Pour le président de la Commission de la santé et des affaires sociales de l’Assemblée des représentants du peuple (ARP), ce n’est pas un hasard si la mise en place de l’identifiant unique tarde à se mettre en place. Il n’est pas le bienvenu pour ceux que la transparence qu’il implique dérange.
WMC: La Commission de la santé de l’Assemblée des représentants du peuple (ARP), que vous présidez, a récemment auditionné une délégation estonienne au sujet de la numérisation du système de santé et de la mise en place d’un identifiant unique dont la Tunisie cherche à se doter depuis plus de cinq ans. Pourquoi cette initiative ?
Dr Souheil Alouini : Au départ, c’était une initiative personnelle. L’Estonie est le premier pays au monde à avoir numérisé tout l’Etat. Au cours d’un récent voyage en Suède pour assister à un congrès médical, j’ai décidé de visiter l’Estonie par l’intermédiaire d’un député estonien que je connais déjà.
J’ai effectué cette visite –d’un peu plus de vingt-quatre heures- en juin dernier, durant laquelle j’ai vu ce qu’est un Parlement sans papier, et rencontré la directrice exécutive de l’Académie de la bonne gouvernance où on m’a présenté tout le système numérique de l’Etat estonien.

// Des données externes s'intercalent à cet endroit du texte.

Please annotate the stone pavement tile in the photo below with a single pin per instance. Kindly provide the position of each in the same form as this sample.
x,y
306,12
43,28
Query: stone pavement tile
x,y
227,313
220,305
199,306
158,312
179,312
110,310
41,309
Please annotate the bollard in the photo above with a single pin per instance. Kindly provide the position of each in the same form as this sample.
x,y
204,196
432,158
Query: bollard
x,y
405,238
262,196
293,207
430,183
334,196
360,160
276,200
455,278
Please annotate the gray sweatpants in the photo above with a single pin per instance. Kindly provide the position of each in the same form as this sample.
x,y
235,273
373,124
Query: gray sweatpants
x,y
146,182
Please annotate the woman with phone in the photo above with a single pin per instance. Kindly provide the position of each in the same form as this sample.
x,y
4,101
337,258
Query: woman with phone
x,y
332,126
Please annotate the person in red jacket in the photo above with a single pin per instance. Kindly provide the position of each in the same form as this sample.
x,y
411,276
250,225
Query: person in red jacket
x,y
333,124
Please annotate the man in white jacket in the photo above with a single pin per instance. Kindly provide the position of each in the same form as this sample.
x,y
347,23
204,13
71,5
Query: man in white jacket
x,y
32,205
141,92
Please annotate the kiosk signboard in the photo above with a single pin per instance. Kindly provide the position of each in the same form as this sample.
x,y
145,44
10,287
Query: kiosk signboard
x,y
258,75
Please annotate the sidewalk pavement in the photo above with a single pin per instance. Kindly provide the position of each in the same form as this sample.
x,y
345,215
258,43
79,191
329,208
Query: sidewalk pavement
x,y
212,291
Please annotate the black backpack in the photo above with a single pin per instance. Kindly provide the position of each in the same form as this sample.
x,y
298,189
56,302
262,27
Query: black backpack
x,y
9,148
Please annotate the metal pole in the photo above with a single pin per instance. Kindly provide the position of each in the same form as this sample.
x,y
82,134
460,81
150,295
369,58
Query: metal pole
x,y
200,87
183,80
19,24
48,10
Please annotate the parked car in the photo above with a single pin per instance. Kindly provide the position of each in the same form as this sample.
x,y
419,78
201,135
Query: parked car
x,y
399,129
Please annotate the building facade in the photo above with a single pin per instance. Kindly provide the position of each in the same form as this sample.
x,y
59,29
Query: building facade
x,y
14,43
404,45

Cette visite m’a fait comprendre que le gouvernement numérique est un domaine vaste et qu’il faut bien commencer par quelque chose. Et la première question que j’ai posée à cette dame a été : «par quoi avez-vous commencé après être sorti de l’Union soviétique ?».
En fait, quelques années après l’accession de l’Estonie à l’indépendance, les Estoniens ont organisé un débat national sur la manière de mettre en place le système numérique. Ils ont alors réalisé qu’il leur fallait identifier tous les citoyens estoniens. C’est ainsi qu’est née l’idée de créer l’identifiant unique. Tous les Estoniens ont été obligés par une loi d’en avoir un. Y compris les nouveau-nés, même lorsqu’ils sont mort-nés.
La deuxième étape –pas la première- a été la création d’une carte d’identité numérique. A partir de là, beaucoup d’autres systèmes sont par la suite venus se greffer sur l’identifiant unique. Des programmes ont même permis d’établir des passerelles avec les anciens systèmes afin de faciliter la récupération de leurs données.
Aujourd’hui, on compte en Estonie près de 2.000 services numérisés, au sein et à l’extérieur de l’Etat. Et ce qui a facilité cela, c’est qu’à un moment donné, les banques, publiques et privés, ont décidé de permettre à leurs clients d’utiliser leur carte d’identité numérique à la place de leur carte bancaire.
Donc, tout a commencé en Estonie avec cette petite chose qu’est l’identifiant unique, dont nous parlons chez nous depuis des années et que personne ne veut réaliser.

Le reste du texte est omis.